Patrick Cockburn of
The Independent is no doubt the best journalist writing on the Syrian Crisis at present. His analysis here is well worth the read.
How Syria action risks unsettling fragile Middle East balance of power
Wednesday 28 August 2013
'Will air strikes help spread the Syrian conflict to other countries
in the region? The important point here is to take on board how far it
has already spread and the degree to which it already destabilising
Syria’s neighbours. The al-Qa’ida-linked Islamic State of Iraq and
Levant, which fights in both Iraq and Syria, has already become stronger
thanks to Syria, and is responsible for bombings in Iraq more intense
than anything seen since 2008. The same organisation is responsible for
ethnically cleansing Syrian Kurds in north-east Syria, 40,000 of whom
have already fled to the autonomous Kurdistan Regional Government in
northern Iraq.

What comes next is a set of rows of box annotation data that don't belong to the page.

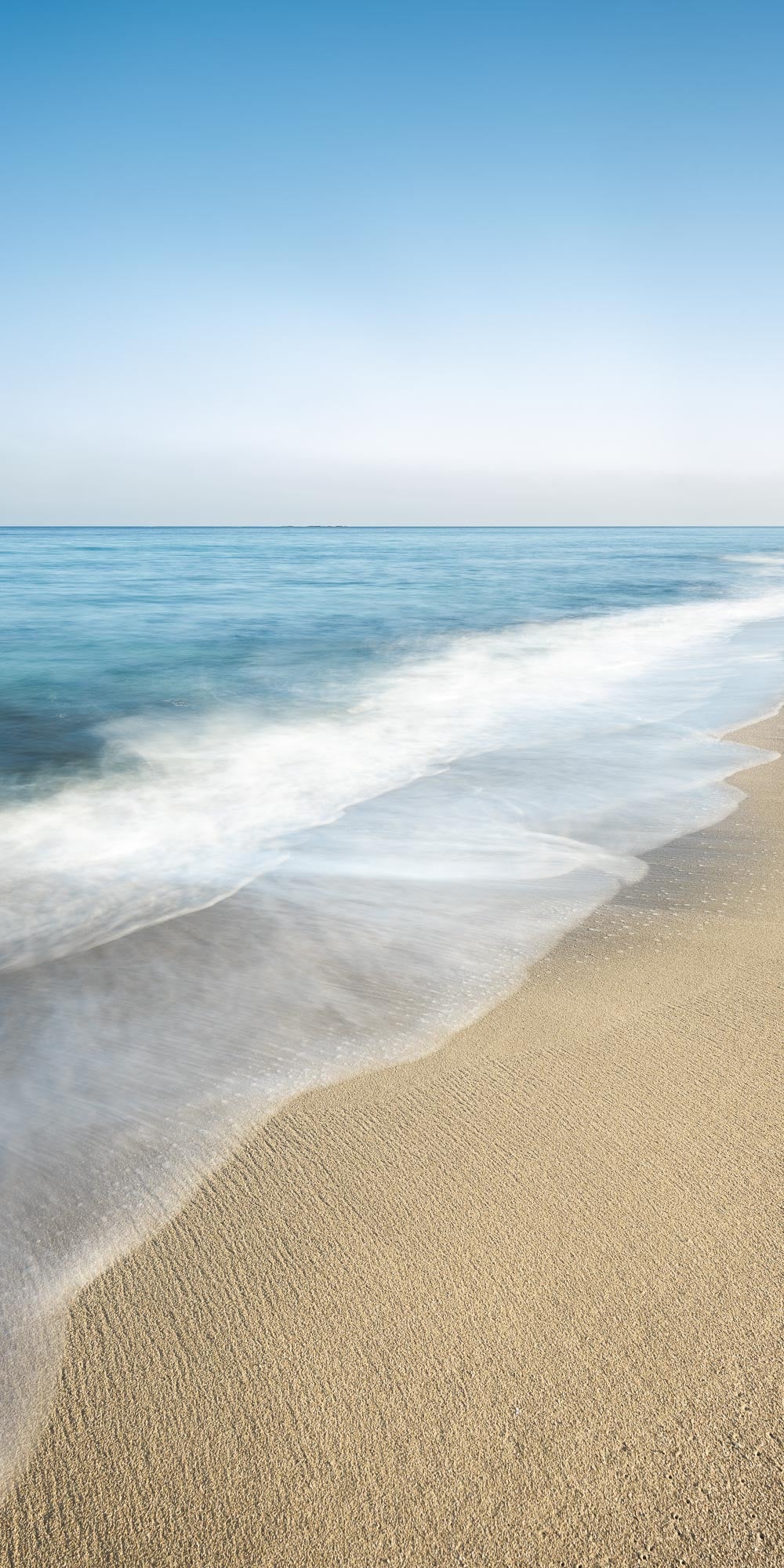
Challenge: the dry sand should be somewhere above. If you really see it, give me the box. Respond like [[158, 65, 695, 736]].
[[0, 717, 784, 1568]]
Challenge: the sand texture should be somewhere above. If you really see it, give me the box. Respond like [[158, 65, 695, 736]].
[[0, 717, 784, 1568]]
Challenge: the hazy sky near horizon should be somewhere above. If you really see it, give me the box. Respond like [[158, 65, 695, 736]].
[[0, 0, 784, 524]]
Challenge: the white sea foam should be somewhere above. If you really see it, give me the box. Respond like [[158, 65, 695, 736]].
[[0, 593, 784, 967], [0, 590, 784, 1486]]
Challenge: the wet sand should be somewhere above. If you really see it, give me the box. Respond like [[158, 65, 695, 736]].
[[0, 715, 784, 1568]]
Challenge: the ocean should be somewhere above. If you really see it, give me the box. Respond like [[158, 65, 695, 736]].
[[0, 528, 784, 1463]]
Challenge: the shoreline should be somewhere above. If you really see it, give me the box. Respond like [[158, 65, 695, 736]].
[[0, 710, 784, 1568]]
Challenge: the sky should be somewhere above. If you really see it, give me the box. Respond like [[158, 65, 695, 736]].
[[0, 0, 784, 524]]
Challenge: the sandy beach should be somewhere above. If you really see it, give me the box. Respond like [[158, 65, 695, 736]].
[[0, 715, 784, 1568]]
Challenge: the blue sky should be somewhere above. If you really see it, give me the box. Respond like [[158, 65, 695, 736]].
[[0, 0, 784, 522]]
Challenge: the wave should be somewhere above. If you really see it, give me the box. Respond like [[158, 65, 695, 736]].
[[0, 593, 784, 969], [0, 591, 784, 1486]]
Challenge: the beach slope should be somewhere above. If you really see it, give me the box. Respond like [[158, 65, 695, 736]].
[[0, 717, 784, 1568]]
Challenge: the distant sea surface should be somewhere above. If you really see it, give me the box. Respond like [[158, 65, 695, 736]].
[[0, 528, 784, 1480]]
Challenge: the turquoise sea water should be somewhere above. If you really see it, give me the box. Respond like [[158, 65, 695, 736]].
[[0, 528, 784, 1480]]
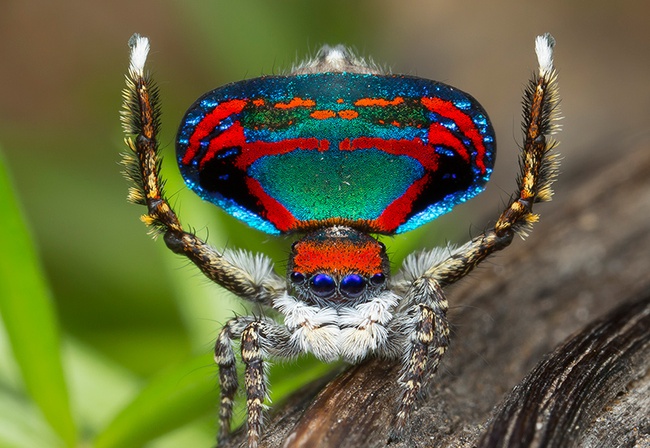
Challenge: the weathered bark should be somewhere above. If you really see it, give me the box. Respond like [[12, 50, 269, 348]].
[[224, 138, 650, 448]]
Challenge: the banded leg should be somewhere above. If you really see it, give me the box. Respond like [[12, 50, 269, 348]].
[[121, 35, 285, 304], [214, 317, 254, 444], [394, 277, 449, 436], [425, 34, 559, 287], [214, 316, 299, 447], [241, 321, 267, 448]]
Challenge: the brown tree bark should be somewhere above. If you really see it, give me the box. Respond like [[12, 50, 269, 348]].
[[224, 137, 650, 448]]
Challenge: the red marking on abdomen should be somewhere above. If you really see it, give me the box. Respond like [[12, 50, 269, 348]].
[[182, 100, 247, 165], [273, 97, 316, 109], [354, 96, 404, 107], [422, 98, 486, 173], [371, 174, 429, 233], [246, 177, 298, 232]]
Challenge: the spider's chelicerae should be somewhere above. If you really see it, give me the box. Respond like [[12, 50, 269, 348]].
[[122, 34, 558, 447]]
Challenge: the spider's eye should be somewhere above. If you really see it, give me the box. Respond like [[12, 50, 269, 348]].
[[370, 272, 386, 286], [311, 274, 336, 297], [289, 271, 305, 285], [341, 274, 366, 298]]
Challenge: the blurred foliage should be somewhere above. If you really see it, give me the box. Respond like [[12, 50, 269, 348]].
[[0, 0, 468, 447]]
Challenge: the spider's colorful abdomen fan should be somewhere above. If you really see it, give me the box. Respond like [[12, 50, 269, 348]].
[[177, 73, 496, 234]]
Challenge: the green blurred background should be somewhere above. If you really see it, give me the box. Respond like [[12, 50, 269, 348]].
[[0, 0, 650, 447]]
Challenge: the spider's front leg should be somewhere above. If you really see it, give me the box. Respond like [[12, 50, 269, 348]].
[[122, 35, 286, 305], [214, 316, 298, 447], [393, 276, 449, 436], [412, 34, 559, 287], [393, 34, 559, 431], [122, 35, 288, 447]]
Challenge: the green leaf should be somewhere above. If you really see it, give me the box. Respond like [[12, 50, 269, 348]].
[[95, 354, 218, 448], [0, 147, 76, 446]]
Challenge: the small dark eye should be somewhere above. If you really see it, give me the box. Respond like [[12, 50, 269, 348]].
[[370, 272, 386, 286], [311, 274, 336, 297], [289, 271, 305, 285], [341, 274, 366, 298]]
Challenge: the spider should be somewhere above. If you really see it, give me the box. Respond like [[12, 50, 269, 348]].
[[122, 34, 559, 447]]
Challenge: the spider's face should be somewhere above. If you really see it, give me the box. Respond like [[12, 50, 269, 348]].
[[287, 226, 389, 306]]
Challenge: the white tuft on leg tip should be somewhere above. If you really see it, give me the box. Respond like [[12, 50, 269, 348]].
[[129, 33, 149, 76], [535, 33, 555, 77]]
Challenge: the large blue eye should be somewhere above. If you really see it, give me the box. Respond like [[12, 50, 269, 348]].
[[311, 274, 336, 297], [289, 271, 305, 285], [341, 274, 366, 299], [370, 272, 386, 286]]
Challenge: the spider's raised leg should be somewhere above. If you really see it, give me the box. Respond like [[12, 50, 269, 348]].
[[404, 34, 559, 287], [122, 35, 285, 304], [393, 34, 559, 431]]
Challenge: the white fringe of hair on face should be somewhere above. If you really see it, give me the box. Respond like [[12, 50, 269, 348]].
[[223, 249, 279, 285]]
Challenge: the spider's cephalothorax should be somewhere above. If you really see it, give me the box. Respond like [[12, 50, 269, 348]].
[[123, 35, 558, 447]]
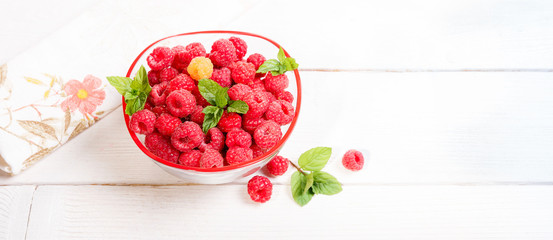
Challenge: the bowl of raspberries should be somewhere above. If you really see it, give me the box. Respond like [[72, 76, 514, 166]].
[[108, 31, 301, 184]]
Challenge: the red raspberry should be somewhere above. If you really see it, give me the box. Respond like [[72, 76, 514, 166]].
[[210, 67, 232, 87], [342, 149, 365, 171], [225, 128, 252, 148], [253, 120, 282, 149], [129, 109, 156, 134], [144, 132, 180, 163], [198, 127, 225, 152], [146, 47, 175, 70], [227, 83, 252, 101], [167, 73, 196, 93], [229, 37, 248, 60], [200, 148, 223, 168], [226, 146, 253, 165], [159, 67, 179, 82], [155, 113, 181, 136], [217, 111, 242, 132], [171, 122, 204, 152], [248, 175, 273, 203], [166, 90, 196, 118], [264, 74, 288, 93], [209, 39, 234, 67], [229, 61, 255, 85], [149, 82, 169, 106], [265, 100, 294, 125], [190, 105, 205, 125], [246, 53, 266, 70], [267, 156, 288, 176], [243, 91, 269, 118], [179, 150, 202, 167]]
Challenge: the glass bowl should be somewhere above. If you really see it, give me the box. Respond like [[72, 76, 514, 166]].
[[123, 31, 301, 184]]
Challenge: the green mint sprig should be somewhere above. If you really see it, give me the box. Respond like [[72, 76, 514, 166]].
[[106, 66, 152, 116], [256, 48, 298, 76], [198, 79, 249, 133], [290, 147, 342, 207]]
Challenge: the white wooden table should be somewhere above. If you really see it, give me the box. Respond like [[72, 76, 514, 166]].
[[0, 0, 553, 239]]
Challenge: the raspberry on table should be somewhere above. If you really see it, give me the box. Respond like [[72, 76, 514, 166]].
[[267, 156, 288, 176], [342, 149, 365, 171], [179, 150, 202, 167], [226, 146, 253, 165], [209, 39, 238, 67], [225, 128, 252, 148], [171, 122, 204, 152], [146, 47, 175, 70], [227, 83, 252, 101], [248, 175, 273, 203], [186, 57, 213, 80], [129, 109, 156, 134], [155, 113, 181, 136], [265, 100, 295, 125], [253, 120, 282, 149], [144, 132, 180, 163], [229, 36, 248, 60], [165, 90, 196, 118], [217, 110, 242, 132], [200, 148, 223, 168]]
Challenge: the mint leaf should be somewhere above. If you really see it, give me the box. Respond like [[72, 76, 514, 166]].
[[311, 171, 342, 195], [290, 172, 315, 207], [298, 147, 332, 171], [227, 100, 250, 114]]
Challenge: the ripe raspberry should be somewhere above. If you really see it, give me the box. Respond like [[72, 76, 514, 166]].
[[200, 148, 223, 168], [190, 105, 205, 125], [229, 61, 255, 85], [211, 67, 232, 87], [229, 37, 248, 60], [159, 67, 179, 82], [149, 82, 168, 106], [179, 150, 202, 167], [267, 156, 288, 176], [166, 90, 196, 118], [243, 91, 269, 118], [171, 122, 204, 152], [198, 127, 225, 152], [167, 73, 196, 93], [253, 120, 282, 149], [265, 74, 288, 93], [246, 53, 266, 70], [144, 132, 180, 163], [129, 109, 156, 134], [227, 83, 252, 101], [186, 57, 213, 80], [209, 39, 238, 67], [217, 111, 242, 132], [146, 47, 175, 70], [226, 146, 253, 165], [155, 113, 181, 136], [265, 100, 294, 125], [225, 128, 252, 148], [248, 175, 273, 203], [342, 149, 365, 171]]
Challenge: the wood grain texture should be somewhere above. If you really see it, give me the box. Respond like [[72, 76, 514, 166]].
[[27, 185, 553, 240], [0, 72, 553, 185], [0, 186, 35, 239]]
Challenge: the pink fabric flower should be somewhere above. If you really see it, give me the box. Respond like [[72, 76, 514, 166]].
[[61, 75, 106, 115]]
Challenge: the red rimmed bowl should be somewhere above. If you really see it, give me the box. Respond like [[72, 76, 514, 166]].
[[123, 31, 301, 184]]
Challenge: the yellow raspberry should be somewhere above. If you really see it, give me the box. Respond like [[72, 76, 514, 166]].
[[186, 57, 213, 80]]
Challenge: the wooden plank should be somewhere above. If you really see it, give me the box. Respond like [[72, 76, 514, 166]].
[[27, 185, 553, 240], [0, 72, 553, 185], [224, 0, 553, 71], [0, 186, 35, 239]]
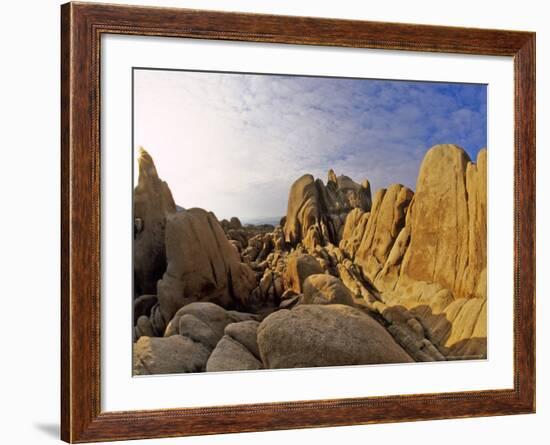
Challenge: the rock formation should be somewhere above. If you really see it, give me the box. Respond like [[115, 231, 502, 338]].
[[284, 170, 371, 248], [258, 304, 413, 368], [158, 208, 256, 321], [134, 148, 176, 296], [134, 145, 487, 374]]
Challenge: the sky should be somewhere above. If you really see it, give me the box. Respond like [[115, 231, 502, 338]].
[[134, 69, 487, 222]]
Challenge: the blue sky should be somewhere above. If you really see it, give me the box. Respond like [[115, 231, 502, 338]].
[[134, 70, 487, 220]]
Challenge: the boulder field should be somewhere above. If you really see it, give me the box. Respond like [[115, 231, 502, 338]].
[[133, 145, 487, 375]]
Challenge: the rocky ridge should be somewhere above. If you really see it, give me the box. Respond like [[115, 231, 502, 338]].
[[134, 145, 487, 374]]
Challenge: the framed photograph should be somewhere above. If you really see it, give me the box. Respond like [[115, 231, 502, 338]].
[[61, 3, 535, 443]]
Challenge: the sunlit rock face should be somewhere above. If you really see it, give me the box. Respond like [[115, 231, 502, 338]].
[[134, 145, 487, 374]]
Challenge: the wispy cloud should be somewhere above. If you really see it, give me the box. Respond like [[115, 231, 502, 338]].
[[134, 70, 487, 219]]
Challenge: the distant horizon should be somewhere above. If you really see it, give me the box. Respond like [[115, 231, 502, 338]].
[[134, 69, 487, 219]]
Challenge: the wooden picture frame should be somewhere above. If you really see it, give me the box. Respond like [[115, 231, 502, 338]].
[[61, 3, 535, 443]]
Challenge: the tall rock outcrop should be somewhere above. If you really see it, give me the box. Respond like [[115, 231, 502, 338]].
[[158, 208, 257, 322], [284, 170, 371, 249], [355, 184, 414, 281], [401, 145, 487, 298], [134, 148, 176, 296]]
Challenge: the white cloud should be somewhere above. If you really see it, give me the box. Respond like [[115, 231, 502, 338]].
[[134, 70, 485, 220]]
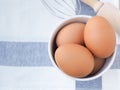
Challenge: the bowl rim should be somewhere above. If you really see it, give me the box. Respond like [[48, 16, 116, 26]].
[[48, 15, 117, 81]]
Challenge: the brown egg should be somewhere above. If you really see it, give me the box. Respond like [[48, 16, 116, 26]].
[[56, 22, 85, 46], [91, 57, 106, 75], [55, 44, 94, 77], [84, 16, 116, 58]]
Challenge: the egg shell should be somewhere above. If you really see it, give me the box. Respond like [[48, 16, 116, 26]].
[[84, 16, 116, 58], [55, 44, 94, 77], [56, 22, 85, 46], [91, 57, 106, 75]]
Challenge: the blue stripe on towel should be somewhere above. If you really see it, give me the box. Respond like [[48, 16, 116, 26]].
[[0, 42, 120, 69], [75, 78, 102, 90], [0, 42, 52, 66]]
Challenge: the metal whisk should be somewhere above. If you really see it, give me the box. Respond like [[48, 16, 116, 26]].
[[40, 0, 81, 19]]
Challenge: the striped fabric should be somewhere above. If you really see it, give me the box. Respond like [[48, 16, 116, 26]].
[[0, 0, 120, 90]]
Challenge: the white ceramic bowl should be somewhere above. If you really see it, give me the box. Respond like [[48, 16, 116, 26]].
[[48, 15, 116, 81]]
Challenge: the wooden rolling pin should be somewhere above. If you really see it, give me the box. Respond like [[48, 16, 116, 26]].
[[81, 0, 120, 35]]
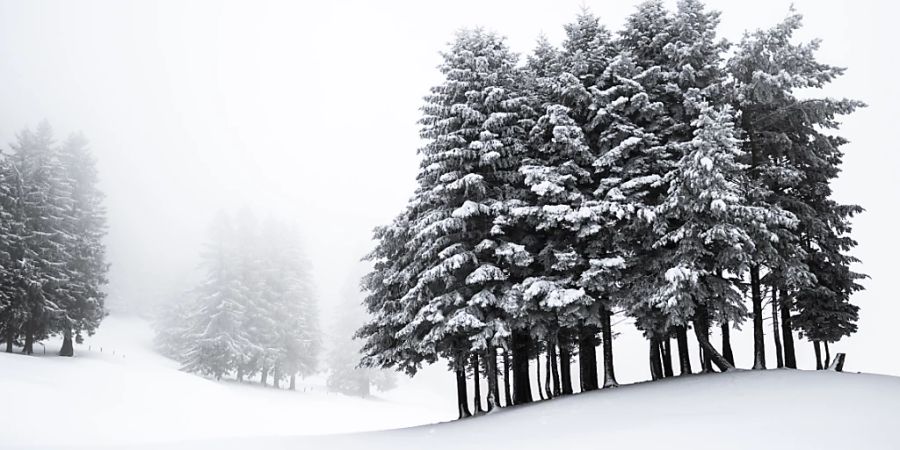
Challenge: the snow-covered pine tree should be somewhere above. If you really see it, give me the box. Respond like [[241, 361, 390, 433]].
[[181, 213, 252, 379], [10, 121, 76, 354], [727, 11, 862, 367], [56, 134, 108, 356], [360, 29, 530, 415]]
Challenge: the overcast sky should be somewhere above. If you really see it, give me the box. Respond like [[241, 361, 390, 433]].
[[0, 0, 900, 374]]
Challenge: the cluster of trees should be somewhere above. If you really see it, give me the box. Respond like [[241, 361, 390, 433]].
[[325, 273, 397, 397], [357, 0, 862, 416], [157, 211, 321, 389], [0, 121, 109, 356]]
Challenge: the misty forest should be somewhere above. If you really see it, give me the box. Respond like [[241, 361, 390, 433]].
[[0, 0, 900, 448]]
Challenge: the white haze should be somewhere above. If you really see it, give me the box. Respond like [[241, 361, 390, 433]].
[[0, 0, 900, 374]]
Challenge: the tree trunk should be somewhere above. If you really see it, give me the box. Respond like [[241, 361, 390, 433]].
[[472, 353, 484, 414], [534, 351, 547, 400], [600, 306, 619, 388], [813, 341, 822, 370], [722, 320, 734, 366], [675, 325, 693, 375], [485, 347, 500, 411], [22, 330, 34, 355], [694, 305, 734, 372], [538, 341, 553, 398], [750, 264, 766, 370], [547, 339, 561, 397], [778, 289, 797, 369], [557, 331, 574, 395], [503, 349, 512, 406], [650, 337, 663, 381], [578, 330, 600, 392], [662, 336, 675, 378], [772, 286, 784, 369], [512, 331, 533, 405], [59, 327, 75, 356], [456, 356, 472, 419]]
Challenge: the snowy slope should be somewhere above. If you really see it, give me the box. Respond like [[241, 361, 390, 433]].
[[134, 370, 900, 450], [0, 317, 900, 450], [0, 316, 455, 449]]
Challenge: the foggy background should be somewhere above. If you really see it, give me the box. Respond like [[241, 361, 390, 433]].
[[0, 0, 900, 375]]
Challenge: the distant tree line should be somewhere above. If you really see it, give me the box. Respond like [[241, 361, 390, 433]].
[[0, 121, 109, 356], [357, 0, 863, 416], [156, 211, 321, 389]]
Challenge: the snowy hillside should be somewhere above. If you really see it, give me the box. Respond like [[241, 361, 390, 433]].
[[0, 316, 454, 449], [0, 317, 900, 450]]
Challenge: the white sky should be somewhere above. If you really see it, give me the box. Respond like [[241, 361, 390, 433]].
[[0, 0, 900, 374]]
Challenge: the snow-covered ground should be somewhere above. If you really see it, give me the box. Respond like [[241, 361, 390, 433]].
[[0, 316, 455, 449], [0, 317, 900, 450]]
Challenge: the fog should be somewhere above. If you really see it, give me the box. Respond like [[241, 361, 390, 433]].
[[0, 0, 900, 374]]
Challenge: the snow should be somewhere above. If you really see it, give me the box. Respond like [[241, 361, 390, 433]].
[[0, 316, 456, 449], [0, 316, 900, 450]]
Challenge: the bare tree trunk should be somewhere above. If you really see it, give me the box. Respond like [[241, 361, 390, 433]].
[[662, 336, 675, 378], [503, 348, 512, 406], [534, 356, 547, 400], [547, 339, 561, 397], [694, 305, 734, 372], [813, 341, 822, 370], [59, 327, 75, 356], [456, 355, 472, 419], [675, 325, 692, 375], [778, 289, 797, 369], [650, 337, 663, 380], [772, 286, 784, 369], [485, 348, 500, 411], [600, 306, 619, 388], [557, 330, 574, 395], [538, 341, 553, 398], [722, 320, 734, 366], [512, 331, 533, 405], [472, 353, 484, 414], [750, 264, 766, 370], [578, 329, 600, 392]]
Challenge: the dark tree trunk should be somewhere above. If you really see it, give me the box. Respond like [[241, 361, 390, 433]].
[[22, 330, 34, 355], [722, 320, 734, 366], [772, 286, 784, 369], [59, 327, 75, 356], [778, 289, 797, 369], [578, 330, 600, 392], [534, 351, 547, 400], [538, 348, 553, 398], [650, 337, 663, 380], [813, 341, 822, 370], [557, 331, 574, 395], [512, 331, 533, 405], [456, 356, 472, 419], [694, 305, 734, 372], [547, 339, 561, 397], [472, 353, 484, 414], [485, 348, 500, 411], [675, 325, 693, 375], [750, 264, 766, 370], [600, 306, 619, 388], [662, 336, 675, 378], [503, 348, 512, 406]]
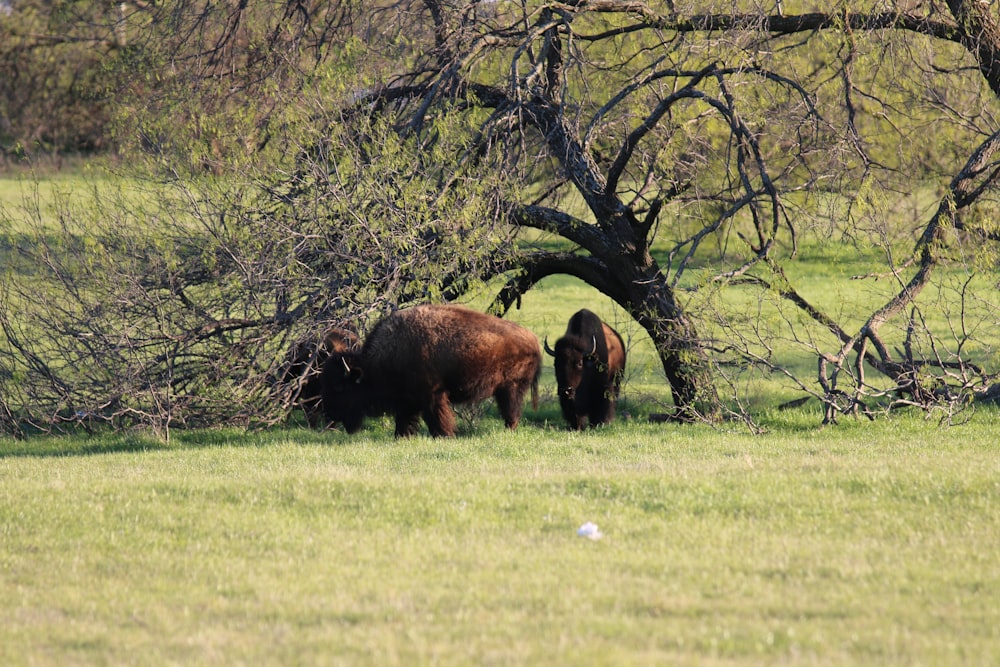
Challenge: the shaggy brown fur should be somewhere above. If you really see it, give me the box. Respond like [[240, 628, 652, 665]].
[[321, 305, 541, 436]]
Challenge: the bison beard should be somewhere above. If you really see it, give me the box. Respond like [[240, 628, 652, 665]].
[[545, 309, 625, 430], [321, 305, 542, 437], [282, 327, 361, 428]]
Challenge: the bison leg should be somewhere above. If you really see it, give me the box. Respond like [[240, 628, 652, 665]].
[[424, 392, 456, 438], [493, 385, 528, 429]]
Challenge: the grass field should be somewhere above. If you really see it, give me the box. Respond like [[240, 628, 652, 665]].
[[0, 406, 1000, 665], [0, 171, 1000, 666]]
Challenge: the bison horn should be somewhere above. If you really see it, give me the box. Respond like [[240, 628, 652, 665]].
[[545, 336, 556, 357]]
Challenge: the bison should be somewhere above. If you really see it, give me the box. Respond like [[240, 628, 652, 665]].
[[282, 327, 361, 428], [545, 308, 625, 430], [320, 305, 542, 437]]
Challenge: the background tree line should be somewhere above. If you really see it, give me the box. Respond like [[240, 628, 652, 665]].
[[0, 0, 1000, 436]]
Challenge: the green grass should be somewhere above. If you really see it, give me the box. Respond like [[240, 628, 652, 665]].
[[0, 414, 1000, 665]]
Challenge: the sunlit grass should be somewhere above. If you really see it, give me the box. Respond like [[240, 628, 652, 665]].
[[0, 411, 1000, 665]]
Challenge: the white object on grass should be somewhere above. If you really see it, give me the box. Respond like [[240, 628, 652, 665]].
[[576, 521, 604, 540]]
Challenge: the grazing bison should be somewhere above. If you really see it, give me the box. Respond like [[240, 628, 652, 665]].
[[321, 305, 542, 437], [282, 327, 361, 428], [545, 308, 625, 430]]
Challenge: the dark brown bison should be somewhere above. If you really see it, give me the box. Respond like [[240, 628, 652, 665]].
[[282, 327, 361, 428], [321, 305, 542, 437], [545, 308, 625, 430]]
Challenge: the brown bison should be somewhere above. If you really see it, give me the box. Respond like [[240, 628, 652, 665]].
[[545, 308, 625, 430], [321, 305, 542, 437], [282, 327, 361, 428]]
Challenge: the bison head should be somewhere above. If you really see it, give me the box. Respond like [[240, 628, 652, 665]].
[[320, 353, 368, 433], [545, 335, 597, 400]]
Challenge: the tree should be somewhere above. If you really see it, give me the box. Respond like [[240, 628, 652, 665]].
[[320, 0, 1000, 419], [0, 0, 1000, 434]]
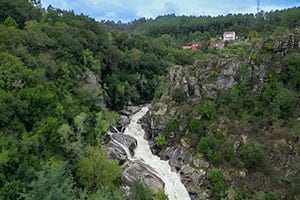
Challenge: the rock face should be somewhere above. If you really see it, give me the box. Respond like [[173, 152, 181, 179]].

If the Assad government becomes weaker then the Islamic
State, al-Nusra Front and other jihadists, the most effective rebel
fighting forces, will be strengthened.
Turkey is likely to support
US actions, its importance depending on whether or not the US air base
at Incirlik in south-east Turkey is used. Turkey has a 560-mile long
frontier with Syria but it is vulnerable to Syria and Iran acting
through Turkey’s Kurdish minority. Turkish government support for the
rebels in Syria is also strongly opposed by the Turkish opposition who
have been reinvigorated by mass street protests this summer.